The inn’s luxurious creekside suites are less than a day trip away from outdoor recreation such as Crater Lake, Class V rapids, top-rated ski runs, and an extensive wilderness trail system that earned the region the title of America’s #1 geotourism destination by National Geographic.
Off-season guests benefit from the inn’s traditional winter specials that offer up to half off their regular rates. Wintertime visitors return year after year to ski Mt. Ashland’s notoriously challenging runs and enjoy annual holiday celebrations such as the “grand illumination” of Ashland’s Festival of Light when over one million lights meticulously molded to every building light up the town for festive season.
America’s best trail-running town
In-town trailheads accessible by foot from the inn connect 25 miles of wilderness trails to the 2,600-mile Pacific Crest Trail. In 2010, Ashland won Outside magazine’s contest for best U.S. trail running town.
More about the Ashland Creek Inn
Each suite at the Ashland Creek Inn is a world unto itself with both a private entrance and private deck overlooking a picture-perfect, park-like setting. Reminiscent of an old-world hotel, all ten suites were personally appointed by innkeeper Graham Sheldon with rare antiques and artifacts brought back from his extensive travels to exotic locations around the world. Named for their inspiration, suites include Caribe, Canton, Copenhagen, Devon, Edinburgh, Marrakech, Matsu, Normandy, Sienna and Taos.
Each suite showcases at least one signature museum-quality piece. The luxuriously-appointed bathroom of the Marrakech Suite is entered through a ten-foot, hand-carved door that once adorned an historic Moroccan villa. The Sienna Suite features original Italian decor including antique photography that Sheldon found in the bottom of a forgotten box at Bolognese antique shop. The Copenhagen Suite is a tribute to mid-century Danish design with an authentic hand-made Hans Wegner Peacock chair identical to those on exhibit at the Smithsonian and the Museum of Modern Art.
Returning regulars are known to book standing reservations for their favorite suite several years in advance, especially during what locals call ‘Shakespeare Season.’
Full gourmet breakfast
Closed to the public, the Ashland Creek Inn’s nouveau Northwestern kitchen features a full-time chef who is renowned for accommodating any culinary request. During the Rogue Valley’s extended sunny season, guests enjoy fine dining alfreso each morning with breakfast on the property’s private 1,200-square-foot creekside deck.

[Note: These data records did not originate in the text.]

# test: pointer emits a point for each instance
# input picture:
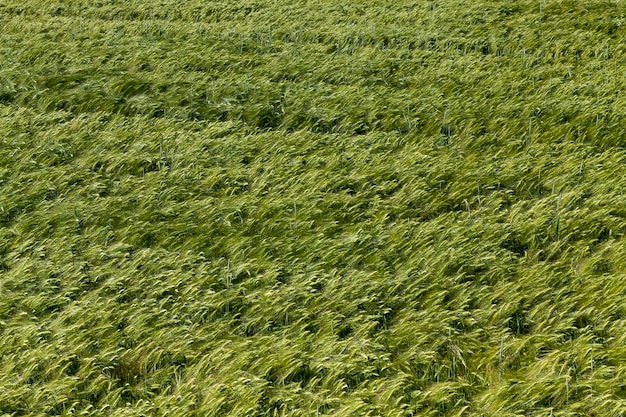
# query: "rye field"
(312, 208)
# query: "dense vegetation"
(322, 208)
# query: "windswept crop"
(322, 208)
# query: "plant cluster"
(260, 208)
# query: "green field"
(313, 208)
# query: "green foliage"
(261, 208)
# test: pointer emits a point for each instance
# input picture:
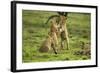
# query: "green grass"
(34, 33)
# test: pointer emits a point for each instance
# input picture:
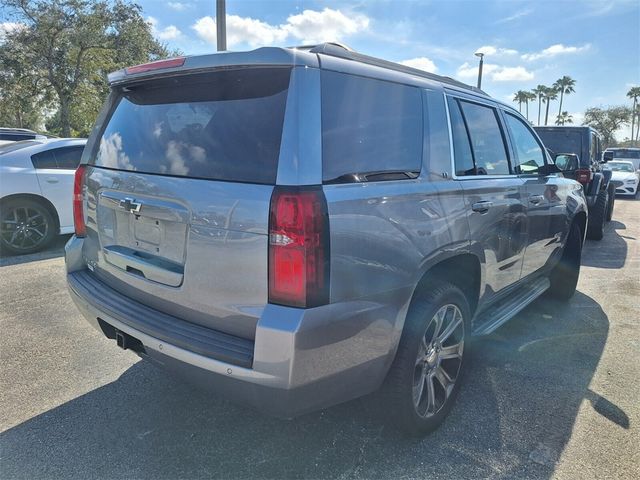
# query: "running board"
(489, 320)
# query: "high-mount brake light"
(78, 201)
(158, 65)
(298, 247)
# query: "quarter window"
(529, 154)
(370, 127)
(67, 158)
(461, 146)
(489, 152)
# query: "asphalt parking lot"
(553, 394)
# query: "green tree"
(539, 92)
(550, 93)
(564, 86)
(68, 46)
(564, 118)
(634, 94)
(607, 121)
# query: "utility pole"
(221, 25)
(481, 55)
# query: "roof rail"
(339, 50)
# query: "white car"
(625, 177)
(36, 189)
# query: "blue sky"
(526, 42)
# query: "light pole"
(481, 55)
(221, 25)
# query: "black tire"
(417, 360)
(564, 276)
(612, 200)
(26, 226)
(597, 216)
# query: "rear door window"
(529, 155)
(487, 142)
(44, 160)
(461, 143)
(370, 126)
(223, 126)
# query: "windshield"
(620, 167)
(624, 153)
(224, 126)
(561, 142)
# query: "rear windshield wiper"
(373, 177)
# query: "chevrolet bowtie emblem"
(130, 205)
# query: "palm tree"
(539, 93)
(564, 118)
(634, 94)
(521, 97)
(549, 94)
(564, 86)
(531, 97)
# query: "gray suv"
(300, 227)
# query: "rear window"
(223, 126)
(369, 126)
(15, 137)
(12, 147)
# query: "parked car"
(8, 135)
(625, 175)
(618, 153)
(36, 187)
(585, 142)
(300, 227)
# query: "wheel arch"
(35, 198)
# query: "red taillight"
(159, 65)
(298, 247)
(583, 176)
(78, 203)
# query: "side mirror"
(567, 162)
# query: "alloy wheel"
(24, 228)
(438, 361)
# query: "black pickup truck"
(585, 143)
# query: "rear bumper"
(301, 360)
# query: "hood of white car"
(623, 176)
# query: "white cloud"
(9, 27)
(553, 50)
(328, 25)
(241, 30)
(516, 16)
(494, 72)
(421, 63)
(178, 6)
(310, 26)
(496, 51)
(511, 74)
(168, 33)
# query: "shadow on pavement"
(55, 250)
(513, 418)
(615, 255)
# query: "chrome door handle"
(481, 207)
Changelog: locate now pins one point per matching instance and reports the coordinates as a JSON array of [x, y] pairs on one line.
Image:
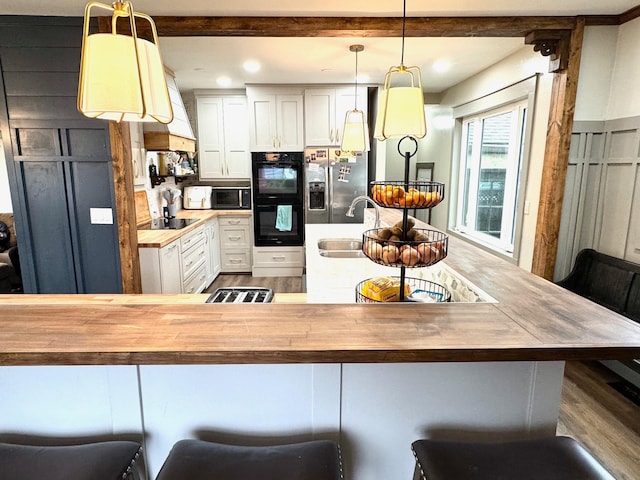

Esquisite restaurant-style presentations are prepared with the finest, freshest locally-sourced ingredients. Before departing for the day, guests can expect to enjoy hearty gourmet entrees such as smoked salmon and cream cheese souffle, lemon ricotta pancakes with housemade elderberry sauce, wonton eggs with white truffle hollandaise, and other seasonal delicacies.
Ashland Creek Inn’s beautiful 3-tiered gardens blend seamlessly into its natural environment. Shaded tables atop herringbone brick terraces are surrounded by specialty perennials endemic to the American West. Created by the Siskiyou Rare Plant Nursery located just a few miles north of town, the inn’s impeccable gardens feature stands of native Trillium Albidum, and Pacific Coast Iris along with an array alpine plants from around the world.
A family tradition
For innkeeper Graham Sheldon, renovating historic hotels runs in the family. Bringing the building back to life as the Ashland Creek Inn was a family affair that involved the expertise of his father George “Bing” Sheldon, founder of the architectural firm behind the transformation of Portland’s landmark Meier & Frank Building into the luxury LEED-certified Nines Hotel.